Creating a bedtime routine or using one that has already worked well is very important. Decrease or eliminate screen time 30 minutes prior to going to bed, especially news coverage or other content that may cause anxiety or frustration. For those having a difficult time sleeping since the quarantine began, the following suggestions may be helpful. An hour prior to bedtime take a warm shower or bath, read an enjoyable book, listen to calming instrumental music (music without lyrics allows the mind to rest), pray, meditate, practice mindfulness, and some may consider taking melatonin. Watch how much caffeine you are consuming as you may be more sensitive to it at this time. If sleep issues last for more than a week a doctor should be contacted.

3. Stay Connected but Not Too Connected.

Feeling isolated or disconnected is one of the biggest challenges for many, especially those who do not have access to social media and devices for teleconferencing. However, at times there can be an over exposure to social media which can cause challenges. People may begin comparing their life circumstances with others, creating further discouragement. Most people have access to watching the news for updates related to the virus and reopening the states, yet again an over exposure to this information can cause increased anxiety and despair. The key is creating balance each day by developing a to-do list of the activities you will engage in. Add social media and news into your schedule and hold yourself accountable to avoid overdosing on these communication tools.

4. Give Yourself a Break.

It is common for us to think the expectations we typically have for ourselves and others should remain the same, however, that is not the case. This can cause an increase in anxiety, depression, and anger. The Coronavirus has created the need for us to step back and look at our most basic needs, many things we generally take for granted. For this reason, we want to be sure that we lower our expectations to what is most appropriate and achievable each day under the circumstances we are experiencing. Reassess your goals, perhaps write new goals for this time, and give yourself praise for the little things because they matter.

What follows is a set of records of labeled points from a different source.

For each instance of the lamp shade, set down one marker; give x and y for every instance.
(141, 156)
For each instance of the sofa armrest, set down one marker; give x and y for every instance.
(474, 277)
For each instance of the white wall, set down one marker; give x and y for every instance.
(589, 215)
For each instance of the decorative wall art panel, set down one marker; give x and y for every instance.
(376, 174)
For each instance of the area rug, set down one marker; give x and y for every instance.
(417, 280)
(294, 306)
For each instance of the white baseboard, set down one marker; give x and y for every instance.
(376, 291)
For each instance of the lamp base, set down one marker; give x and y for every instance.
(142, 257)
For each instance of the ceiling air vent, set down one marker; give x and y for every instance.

5. Find Moments to Create.

You may have more time on your hands than you have had in quite some time. Perhaps your house is cleaner than it has been in years, or maybe it is a mess because you are homeschooling four children. Regardless of your situation finding time to be creative is incredibly therapeutic. Some ideas are to search Pinterest for DIY projects in which you have the supplies already in your home, color, draw, or paint, write a poem, or begin journaling, listen to your favorite music and write a new verse to that song, woodworking, create a collage using old magazines, scrapbooking or playdough.  Create with your children and create on your own. Being creative allows us to learn, grow, and process the emotions we are experiencing.